Gaming und Abo – das passt nicht

Quelle: Microsoft

Unternehmen geben sich wirklich Mühe, ihre Gaming-Abos attraktiv zu machen. Doch wenn ich mir das Glitzern ob all der tollen Spiele aus den Augen reibe, bleibt ein Modell, das für mich absolut unattraktiv ist.

Ubisoft hat den vorläufigen Katalog von Uplay+ bekannt gegeben. Über 100 Spiele diverser Genre und Gaming-Epochen. Auch neue Titel wie Watch Dogs Legion sind dabei. Kurz: Eine attraktive Liste. Bei der Ankündigung auf der E3 dachte ich mir noch, 15 Euro für den Katalog eines einzigen Publishers ist ziemlich viel Geld. Aber alleine ein Spiel zum Neupreis sind vier Monate Abonnement.

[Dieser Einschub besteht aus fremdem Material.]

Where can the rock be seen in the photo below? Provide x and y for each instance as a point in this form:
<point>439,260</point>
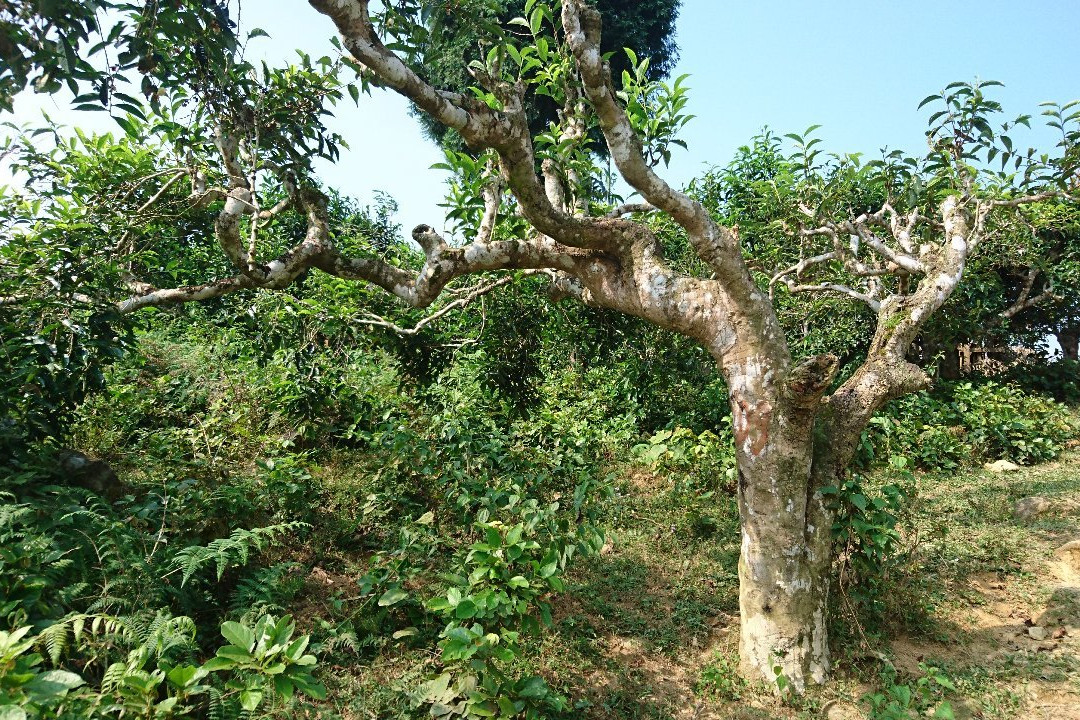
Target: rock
<point>1069,548</point>
<point>1028,507</point>
<point>94,475</point>
<point>836,710</point>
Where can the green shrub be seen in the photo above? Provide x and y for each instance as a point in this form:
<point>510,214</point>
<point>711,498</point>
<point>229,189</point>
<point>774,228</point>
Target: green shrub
<point>963,423</point>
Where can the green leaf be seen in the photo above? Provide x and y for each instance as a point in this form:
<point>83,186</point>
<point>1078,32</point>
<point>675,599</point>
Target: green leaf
<point>251,698</point>
<point>927,99</point>
<point>466,610</point>
<point>238,635</point>
<point>944,711</point>
<point>392,596</point>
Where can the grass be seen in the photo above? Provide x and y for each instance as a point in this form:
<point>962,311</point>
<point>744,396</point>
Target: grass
<point>648,628</point>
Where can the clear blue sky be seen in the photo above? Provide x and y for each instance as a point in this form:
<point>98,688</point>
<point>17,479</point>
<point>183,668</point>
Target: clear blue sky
<point>858,68</point>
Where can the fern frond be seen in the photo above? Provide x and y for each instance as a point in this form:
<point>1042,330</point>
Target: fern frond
<point>233,551</point>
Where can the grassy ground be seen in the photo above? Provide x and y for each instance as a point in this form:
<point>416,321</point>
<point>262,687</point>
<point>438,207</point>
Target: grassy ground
<point>649,626</point>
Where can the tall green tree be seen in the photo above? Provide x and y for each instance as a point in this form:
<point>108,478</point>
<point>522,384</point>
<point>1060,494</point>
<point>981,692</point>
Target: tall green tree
<point>458,34</point>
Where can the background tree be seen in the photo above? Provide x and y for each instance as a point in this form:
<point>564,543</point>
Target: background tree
<point>457,35</point>
<point>901,252</point>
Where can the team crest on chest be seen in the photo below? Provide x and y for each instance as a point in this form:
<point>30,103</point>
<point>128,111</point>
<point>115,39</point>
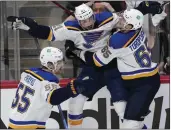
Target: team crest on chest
<point>91,38</point>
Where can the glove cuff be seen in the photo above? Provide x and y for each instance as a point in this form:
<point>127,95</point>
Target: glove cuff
<point>72,87</point>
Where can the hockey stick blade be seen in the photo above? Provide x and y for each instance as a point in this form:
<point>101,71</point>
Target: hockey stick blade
<point>12,18</point>
<point>62,116</point>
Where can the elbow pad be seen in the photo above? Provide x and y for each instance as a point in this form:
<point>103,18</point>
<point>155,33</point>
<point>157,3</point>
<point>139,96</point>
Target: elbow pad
<point>150,7</point>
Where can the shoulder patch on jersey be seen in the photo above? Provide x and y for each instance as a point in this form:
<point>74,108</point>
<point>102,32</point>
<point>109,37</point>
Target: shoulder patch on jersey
<point>72,25</point>
<point>122,40</point>
<point>41,75</point>
<point>103,18</point>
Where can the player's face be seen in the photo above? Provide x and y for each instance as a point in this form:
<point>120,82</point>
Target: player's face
<point>59,67</point>
<point>98,8</point>
<point>122,23</point>
<point>87,24</point>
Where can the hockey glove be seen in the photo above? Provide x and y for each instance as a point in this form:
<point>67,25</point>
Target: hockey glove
<point>79,86</point>
<point>70,49</point>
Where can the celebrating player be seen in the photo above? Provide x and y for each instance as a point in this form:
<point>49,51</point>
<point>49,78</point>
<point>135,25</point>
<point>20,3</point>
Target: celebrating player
<point>88,32</point>
<point>39,89</point>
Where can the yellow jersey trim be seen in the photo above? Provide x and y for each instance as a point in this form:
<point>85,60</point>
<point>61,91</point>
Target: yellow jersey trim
<point>140,75</point>
<point>34,74</point>
<point>75,122</point>
<point>72,28</point>
<point>107,20</point>
<point>25,126</point>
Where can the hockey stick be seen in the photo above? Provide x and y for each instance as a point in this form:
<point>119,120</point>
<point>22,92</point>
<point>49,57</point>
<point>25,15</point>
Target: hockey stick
<point>62,7</point>
<point>62,116</point>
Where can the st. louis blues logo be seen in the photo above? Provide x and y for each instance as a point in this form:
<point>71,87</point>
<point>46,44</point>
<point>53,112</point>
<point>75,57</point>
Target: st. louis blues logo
<point>90,38</point>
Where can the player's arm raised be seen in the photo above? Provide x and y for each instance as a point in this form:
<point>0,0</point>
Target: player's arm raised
<point>52,93</point>
<point>53,33</point>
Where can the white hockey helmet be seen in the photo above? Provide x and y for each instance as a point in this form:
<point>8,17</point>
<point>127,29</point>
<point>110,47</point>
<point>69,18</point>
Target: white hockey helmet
<point>83,12</point>
<point>133,17</point>
<point>85,16</point>
<point>52,58</point>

Sogar noch mehr hat der Xbox Game Pass (Ultimate) zu bieten. Viele neue Spiele und Rabatt, wenn man sie kaufen möchte. Tatsächlich habe ich seit einigen Monaten ein Abo. Nur genutzt habe ich bisher es kaum.

Ein Abo-Service für Games lohnt sich nur für Vielspieler. Wenn man wie ich, Spiele kauft und sie direkt oder nach kurzem Anspielen ins Regal stellt, um sie irgendwann zu zocken, ist das Modell unbrauchbar. Es entsteht ein Druck zu spielen, denn irgendwann verschwinden die Titel aus dem Angebot.

Vor dem Abschluss eines Abos sollte man sich überlegen, wie viele der Spiele man wirklich nutzen wird. Es wird wohl niemand auf die Idee kommen, Die Siedler 1 bis 7 durchzuspielen. Besonders für Retro-Spiele halte ich das Konzept für unsinnig. Diese müssten dauerhaft Teil des Katalogs bleiben.

Bei Video-Streaming funktioniert das Konzept für mich. Allerdings habe ich zu Filmen und Serien ein anderes Verhältnis als zu Games. Nur die besten Produktionen werden gekauft, den Rest habe ich nach wenigen Wochen ohnehin wieder vergessen. Quasi einmal rein und wieder raus gestreamt. Aber Spiele gehören ins Regal – oder zumindest auf die Festplatte.